Interesting comment about the 'Poly Select (or Mesh Select) modifier' Tom as I've never used that approach in any of my mapping work (going back over several years). What is it's purpose?
 
It's a way to select individual or selected polys from a piece of geometry - doesn't need to be e-mesh or e-poly - and do things with modifiers to the selected poly(s). Milton recommends it in his mapping section of the C162 tut and I'm still learning... :isadizzy:
 
Hmmm....OK. I usually just select the polys I need, map them and then hide the polys once mapped (so I don't accidentally grab them again) and grab the next set of polys. Either that or select by 'smoothing group' depending on how I set those up. I've never had the need (yet) to apply a modifier to a mapping selection.
 
I do not recommend either way actually; I just happen to do it that way as I do not use the UVW Unwrap and editor. It is simply the way I learned the process. Editable Poly and UVW Map, for each set of polys mapped, then send off to LithUnwrap to create the template and texture sheet pixel perfect, then apply the texture.

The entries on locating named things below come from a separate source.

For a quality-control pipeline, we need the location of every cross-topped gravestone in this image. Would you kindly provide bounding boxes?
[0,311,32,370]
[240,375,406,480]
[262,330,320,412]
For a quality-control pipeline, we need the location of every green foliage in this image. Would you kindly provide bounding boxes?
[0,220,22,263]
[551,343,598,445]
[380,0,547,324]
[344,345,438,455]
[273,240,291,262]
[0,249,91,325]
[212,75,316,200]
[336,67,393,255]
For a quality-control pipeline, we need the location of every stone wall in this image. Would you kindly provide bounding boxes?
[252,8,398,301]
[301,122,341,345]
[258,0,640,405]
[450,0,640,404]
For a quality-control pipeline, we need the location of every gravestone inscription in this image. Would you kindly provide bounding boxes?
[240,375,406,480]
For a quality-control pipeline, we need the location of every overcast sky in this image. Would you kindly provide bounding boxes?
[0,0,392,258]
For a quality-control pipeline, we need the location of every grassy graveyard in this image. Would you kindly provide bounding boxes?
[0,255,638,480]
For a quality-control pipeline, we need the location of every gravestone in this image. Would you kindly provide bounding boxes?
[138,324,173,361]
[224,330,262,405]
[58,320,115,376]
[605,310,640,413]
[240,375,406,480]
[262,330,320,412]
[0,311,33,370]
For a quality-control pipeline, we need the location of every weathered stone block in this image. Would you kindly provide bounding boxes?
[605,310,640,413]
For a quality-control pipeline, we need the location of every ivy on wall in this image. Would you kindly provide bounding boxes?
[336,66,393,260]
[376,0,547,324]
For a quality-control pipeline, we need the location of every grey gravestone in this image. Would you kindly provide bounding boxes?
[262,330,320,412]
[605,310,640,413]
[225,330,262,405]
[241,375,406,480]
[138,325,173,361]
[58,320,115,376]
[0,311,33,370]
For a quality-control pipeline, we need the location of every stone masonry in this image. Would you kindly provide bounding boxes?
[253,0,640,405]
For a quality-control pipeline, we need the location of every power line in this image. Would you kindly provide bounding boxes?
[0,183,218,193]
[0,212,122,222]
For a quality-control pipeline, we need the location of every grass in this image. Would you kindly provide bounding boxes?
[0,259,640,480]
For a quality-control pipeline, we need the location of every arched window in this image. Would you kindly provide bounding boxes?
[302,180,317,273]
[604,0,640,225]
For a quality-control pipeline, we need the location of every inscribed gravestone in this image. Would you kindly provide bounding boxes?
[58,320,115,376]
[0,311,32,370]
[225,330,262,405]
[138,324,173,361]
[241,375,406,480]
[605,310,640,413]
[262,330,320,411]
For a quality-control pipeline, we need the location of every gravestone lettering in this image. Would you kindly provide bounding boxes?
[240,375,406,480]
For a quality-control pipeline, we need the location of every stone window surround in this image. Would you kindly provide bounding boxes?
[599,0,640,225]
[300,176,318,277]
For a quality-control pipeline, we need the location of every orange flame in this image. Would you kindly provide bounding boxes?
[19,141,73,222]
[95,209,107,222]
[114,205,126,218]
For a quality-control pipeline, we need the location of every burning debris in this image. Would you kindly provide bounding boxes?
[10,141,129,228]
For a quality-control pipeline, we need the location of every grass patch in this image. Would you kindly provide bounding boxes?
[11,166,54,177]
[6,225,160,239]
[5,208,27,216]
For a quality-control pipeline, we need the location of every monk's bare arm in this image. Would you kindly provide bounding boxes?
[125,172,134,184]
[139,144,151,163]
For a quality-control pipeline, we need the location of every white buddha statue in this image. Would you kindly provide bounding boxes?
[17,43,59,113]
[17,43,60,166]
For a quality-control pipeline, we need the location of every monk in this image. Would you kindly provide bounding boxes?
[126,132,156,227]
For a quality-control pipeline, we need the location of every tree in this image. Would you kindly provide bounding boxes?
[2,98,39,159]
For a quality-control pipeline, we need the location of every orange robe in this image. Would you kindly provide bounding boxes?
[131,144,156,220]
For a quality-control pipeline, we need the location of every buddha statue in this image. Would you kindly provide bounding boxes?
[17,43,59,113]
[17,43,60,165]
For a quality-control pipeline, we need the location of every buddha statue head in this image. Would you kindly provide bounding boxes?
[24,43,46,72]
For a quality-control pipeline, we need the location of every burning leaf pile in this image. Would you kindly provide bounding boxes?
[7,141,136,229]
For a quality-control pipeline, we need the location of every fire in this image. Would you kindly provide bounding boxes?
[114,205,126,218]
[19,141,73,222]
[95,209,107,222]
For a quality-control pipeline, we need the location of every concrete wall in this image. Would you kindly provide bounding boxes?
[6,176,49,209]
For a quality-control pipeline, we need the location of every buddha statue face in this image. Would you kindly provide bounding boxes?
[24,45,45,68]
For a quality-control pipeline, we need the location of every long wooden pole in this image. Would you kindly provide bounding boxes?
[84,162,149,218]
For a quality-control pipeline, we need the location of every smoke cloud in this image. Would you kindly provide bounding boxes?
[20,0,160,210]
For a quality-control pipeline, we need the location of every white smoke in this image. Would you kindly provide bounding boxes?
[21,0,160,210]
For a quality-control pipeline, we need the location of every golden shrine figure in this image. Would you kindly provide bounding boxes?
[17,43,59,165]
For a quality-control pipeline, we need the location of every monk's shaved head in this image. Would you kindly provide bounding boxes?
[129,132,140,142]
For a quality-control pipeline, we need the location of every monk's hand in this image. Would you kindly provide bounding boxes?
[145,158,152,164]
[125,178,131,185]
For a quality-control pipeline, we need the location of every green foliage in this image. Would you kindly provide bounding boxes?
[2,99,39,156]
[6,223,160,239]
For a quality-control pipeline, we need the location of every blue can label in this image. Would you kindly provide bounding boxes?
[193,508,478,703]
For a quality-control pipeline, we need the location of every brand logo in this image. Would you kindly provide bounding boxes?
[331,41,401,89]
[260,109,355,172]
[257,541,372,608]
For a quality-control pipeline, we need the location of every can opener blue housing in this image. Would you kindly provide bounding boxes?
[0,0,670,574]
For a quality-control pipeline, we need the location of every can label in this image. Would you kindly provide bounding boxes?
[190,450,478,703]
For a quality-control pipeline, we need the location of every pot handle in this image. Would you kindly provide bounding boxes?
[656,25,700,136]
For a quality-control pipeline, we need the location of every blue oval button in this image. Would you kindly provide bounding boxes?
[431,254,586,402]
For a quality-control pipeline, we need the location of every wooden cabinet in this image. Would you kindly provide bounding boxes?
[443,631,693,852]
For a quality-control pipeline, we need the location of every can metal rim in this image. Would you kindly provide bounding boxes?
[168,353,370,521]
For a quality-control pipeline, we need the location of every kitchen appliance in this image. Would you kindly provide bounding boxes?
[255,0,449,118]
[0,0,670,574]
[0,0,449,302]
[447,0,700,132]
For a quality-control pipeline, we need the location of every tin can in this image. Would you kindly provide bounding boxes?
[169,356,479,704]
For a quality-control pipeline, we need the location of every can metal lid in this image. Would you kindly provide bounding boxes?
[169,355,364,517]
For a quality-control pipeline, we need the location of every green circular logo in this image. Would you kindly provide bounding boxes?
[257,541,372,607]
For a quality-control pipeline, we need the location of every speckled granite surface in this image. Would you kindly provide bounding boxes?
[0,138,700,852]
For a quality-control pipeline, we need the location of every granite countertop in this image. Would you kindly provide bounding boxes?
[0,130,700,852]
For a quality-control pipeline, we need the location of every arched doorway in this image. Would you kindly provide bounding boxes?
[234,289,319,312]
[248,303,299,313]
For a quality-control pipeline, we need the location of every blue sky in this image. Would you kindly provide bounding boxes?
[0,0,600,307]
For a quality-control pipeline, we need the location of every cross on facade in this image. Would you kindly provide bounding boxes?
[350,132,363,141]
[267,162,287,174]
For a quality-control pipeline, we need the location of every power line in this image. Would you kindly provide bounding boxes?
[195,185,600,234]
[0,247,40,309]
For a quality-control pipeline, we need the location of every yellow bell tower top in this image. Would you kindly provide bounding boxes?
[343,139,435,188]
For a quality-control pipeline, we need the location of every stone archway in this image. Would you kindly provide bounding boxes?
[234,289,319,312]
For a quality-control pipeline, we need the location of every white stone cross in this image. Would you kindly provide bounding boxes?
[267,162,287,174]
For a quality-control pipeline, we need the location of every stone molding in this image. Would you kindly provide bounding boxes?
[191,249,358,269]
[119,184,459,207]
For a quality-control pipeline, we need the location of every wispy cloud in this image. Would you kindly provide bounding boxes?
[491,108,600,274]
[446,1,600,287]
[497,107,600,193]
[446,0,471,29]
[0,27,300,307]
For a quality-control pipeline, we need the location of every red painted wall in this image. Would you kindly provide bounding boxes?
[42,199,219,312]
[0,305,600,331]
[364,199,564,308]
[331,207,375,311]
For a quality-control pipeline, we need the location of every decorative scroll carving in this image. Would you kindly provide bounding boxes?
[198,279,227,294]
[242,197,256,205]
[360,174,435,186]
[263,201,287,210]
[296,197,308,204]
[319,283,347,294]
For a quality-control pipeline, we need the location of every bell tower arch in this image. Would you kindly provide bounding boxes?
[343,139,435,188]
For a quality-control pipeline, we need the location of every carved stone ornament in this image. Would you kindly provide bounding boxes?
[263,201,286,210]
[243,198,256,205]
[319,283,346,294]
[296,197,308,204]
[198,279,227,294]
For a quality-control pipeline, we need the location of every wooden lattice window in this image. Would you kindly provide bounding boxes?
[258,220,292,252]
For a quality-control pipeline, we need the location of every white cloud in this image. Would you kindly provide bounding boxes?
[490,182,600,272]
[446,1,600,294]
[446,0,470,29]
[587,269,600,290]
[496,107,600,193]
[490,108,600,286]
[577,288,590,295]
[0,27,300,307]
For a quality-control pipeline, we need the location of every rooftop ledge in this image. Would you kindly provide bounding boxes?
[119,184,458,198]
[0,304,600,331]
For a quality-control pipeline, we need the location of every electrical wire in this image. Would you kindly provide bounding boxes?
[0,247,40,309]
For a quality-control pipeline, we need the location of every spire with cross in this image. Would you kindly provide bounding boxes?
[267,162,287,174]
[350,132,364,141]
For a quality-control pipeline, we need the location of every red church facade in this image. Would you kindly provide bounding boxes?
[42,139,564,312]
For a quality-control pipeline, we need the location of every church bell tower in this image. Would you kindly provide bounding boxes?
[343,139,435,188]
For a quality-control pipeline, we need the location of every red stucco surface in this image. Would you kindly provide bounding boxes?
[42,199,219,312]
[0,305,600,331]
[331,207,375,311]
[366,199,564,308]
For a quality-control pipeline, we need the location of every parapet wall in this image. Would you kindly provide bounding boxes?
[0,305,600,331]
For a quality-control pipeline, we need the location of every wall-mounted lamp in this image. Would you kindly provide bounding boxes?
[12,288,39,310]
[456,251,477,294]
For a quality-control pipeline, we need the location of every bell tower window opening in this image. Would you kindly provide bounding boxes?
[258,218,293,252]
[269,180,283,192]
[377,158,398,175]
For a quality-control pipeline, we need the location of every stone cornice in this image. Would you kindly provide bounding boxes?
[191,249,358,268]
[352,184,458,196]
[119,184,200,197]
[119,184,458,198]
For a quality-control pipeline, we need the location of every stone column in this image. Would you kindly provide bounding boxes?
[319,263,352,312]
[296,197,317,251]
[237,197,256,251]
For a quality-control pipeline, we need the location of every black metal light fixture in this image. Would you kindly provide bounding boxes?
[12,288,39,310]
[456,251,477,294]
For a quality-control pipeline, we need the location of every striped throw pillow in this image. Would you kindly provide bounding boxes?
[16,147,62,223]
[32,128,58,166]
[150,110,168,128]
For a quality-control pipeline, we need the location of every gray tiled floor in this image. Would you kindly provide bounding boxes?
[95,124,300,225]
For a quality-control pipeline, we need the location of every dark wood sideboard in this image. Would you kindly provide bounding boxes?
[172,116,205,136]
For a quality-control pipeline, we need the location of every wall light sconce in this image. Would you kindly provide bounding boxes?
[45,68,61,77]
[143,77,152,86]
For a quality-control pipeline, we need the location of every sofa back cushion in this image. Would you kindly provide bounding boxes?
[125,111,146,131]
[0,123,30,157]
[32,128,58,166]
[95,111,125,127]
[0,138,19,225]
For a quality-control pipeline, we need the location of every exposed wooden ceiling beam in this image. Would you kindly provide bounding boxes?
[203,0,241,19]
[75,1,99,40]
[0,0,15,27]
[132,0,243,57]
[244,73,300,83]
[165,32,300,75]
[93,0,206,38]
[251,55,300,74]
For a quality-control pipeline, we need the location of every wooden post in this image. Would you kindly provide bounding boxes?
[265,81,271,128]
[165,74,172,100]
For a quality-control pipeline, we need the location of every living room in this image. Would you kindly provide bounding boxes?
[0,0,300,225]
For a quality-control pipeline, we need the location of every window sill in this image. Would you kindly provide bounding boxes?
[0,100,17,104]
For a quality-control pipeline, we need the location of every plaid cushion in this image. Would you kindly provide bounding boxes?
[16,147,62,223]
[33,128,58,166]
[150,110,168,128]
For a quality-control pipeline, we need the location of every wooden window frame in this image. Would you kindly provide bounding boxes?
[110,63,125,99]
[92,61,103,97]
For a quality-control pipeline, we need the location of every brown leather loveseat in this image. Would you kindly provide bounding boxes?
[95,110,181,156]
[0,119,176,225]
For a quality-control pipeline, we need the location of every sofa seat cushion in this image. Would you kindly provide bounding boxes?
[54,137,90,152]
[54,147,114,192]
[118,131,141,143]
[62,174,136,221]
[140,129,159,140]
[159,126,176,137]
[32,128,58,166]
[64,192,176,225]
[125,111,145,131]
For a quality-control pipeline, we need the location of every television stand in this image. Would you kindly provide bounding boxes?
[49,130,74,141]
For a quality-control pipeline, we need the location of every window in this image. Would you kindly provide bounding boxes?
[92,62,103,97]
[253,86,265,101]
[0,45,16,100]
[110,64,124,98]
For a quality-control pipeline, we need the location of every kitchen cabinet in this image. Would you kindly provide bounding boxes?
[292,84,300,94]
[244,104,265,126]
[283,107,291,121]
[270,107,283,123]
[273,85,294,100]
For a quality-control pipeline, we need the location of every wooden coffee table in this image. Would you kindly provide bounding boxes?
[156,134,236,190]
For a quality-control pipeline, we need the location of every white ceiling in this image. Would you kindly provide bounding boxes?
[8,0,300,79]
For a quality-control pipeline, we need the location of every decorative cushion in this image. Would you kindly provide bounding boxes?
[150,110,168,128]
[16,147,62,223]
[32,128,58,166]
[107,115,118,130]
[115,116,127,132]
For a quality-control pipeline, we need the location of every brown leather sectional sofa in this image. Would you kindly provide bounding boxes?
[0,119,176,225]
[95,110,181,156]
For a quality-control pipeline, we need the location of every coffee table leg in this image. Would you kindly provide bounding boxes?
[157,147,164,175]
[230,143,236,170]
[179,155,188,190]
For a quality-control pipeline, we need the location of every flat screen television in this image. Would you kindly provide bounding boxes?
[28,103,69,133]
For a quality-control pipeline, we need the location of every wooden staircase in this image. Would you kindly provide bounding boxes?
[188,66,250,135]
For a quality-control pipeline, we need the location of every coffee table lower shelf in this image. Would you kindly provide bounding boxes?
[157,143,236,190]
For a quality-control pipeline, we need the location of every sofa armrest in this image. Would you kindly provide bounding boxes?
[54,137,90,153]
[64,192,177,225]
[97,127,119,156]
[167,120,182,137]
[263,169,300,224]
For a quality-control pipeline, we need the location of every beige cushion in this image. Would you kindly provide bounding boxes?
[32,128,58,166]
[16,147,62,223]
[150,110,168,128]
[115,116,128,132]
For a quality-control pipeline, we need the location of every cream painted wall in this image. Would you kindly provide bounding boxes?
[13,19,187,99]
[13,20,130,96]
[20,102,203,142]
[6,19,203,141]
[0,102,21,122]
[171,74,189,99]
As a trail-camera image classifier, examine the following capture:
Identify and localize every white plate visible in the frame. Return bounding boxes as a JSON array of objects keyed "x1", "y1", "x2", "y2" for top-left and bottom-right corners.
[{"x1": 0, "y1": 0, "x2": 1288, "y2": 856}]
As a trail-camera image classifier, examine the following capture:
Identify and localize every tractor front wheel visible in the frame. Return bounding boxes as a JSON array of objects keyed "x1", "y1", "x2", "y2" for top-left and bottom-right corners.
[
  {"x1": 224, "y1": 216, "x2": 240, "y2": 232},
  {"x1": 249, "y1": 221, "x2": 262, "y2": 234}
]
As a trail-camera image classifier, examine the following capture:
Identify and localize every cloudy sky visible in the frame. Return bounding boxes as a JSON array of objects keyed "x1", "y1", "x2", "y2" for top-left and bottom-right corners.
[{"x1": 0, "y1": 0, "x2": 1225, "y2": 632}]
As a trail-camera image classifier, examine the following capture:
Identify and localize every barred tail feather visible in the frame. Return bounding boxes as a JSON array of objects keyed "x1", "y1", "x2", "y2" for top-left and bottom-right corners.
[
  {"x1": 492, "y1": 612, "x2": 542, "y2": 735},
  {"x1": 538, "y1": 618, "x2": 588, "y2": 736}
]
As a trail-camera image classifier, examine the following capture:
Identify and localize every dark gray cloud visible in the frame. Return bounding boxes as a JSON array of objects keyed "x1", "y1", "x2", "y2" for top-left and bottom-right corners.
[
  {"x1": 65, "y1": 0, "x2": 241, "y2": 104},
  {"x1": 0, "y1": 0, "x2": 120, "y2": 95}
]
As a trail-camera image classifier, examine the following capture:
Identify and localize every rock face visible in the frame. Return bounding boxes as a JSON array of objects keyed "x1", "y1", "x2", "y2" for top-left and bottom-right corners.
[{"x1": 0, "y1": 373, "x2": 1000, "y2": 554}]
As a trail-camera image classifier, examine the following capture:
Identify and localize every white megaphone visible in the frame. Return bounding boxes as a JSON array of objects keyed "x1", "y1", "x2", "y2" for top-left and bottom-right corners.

Having completed the mapping, you can go down the stack and correct any issues by reselecting the Editable poly which highlights the polys at that level, and reapply the UVW Map.

You can do the same with the other technique by adding another UVW Map and Unwrap I think.

I don't know if either technique is better than the other. I can just work faster with mine.
 
The more conversations I read with other modellers, the more I see there are at least three different ways to get to the same result with Gmax or Max. The important thing is we get Don off on the right footing. How's it going now?